Modern-day businesses tend to utilize various tools and platforms for advertising, sales, and customer support which create individual data silos. Decision-makers, thus need to consolidate all of these data silos in one place and then analyze the data for a complete understanding of the business across various verticals. However, most of these tools are not inter-compatible, most offering CSV or Google Sheets file export options. Thus various sheets need to be downloaded from each software and consolidated in Google Sheets for analysis. In this article, we will see just how effective Google Sheets is for comprehensive data analysis.

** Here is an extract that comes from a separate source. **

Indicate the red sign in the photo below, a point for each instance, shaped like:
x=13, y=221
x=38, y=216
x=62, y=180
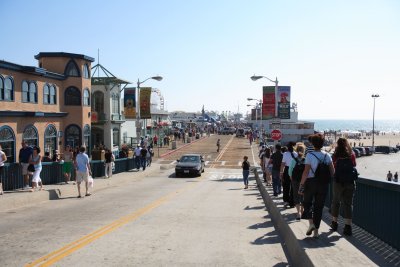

How does Data Analysis help in Sales & Marketing

Data Analysis will provide deeper insights that are used to optimize marketing campaigns. Be it their budget allocations, target audience, or geography. Let us cite an instance: a marketing manager is planning for a paid campaign on Google. He will definitely have a basic idea of the number of clicks the ad will generate within a particular timeframe, based on keyword trends, bounce rates on the landing page, and the number of leads that will be generated from those clicks. A comprehensive data analysis will reveal the expected revenue/profits that will be generated from this campaign, enabling him to easily calculate ROI and optimize the marketing budgets accordingly, and set benchmarks for each campaign.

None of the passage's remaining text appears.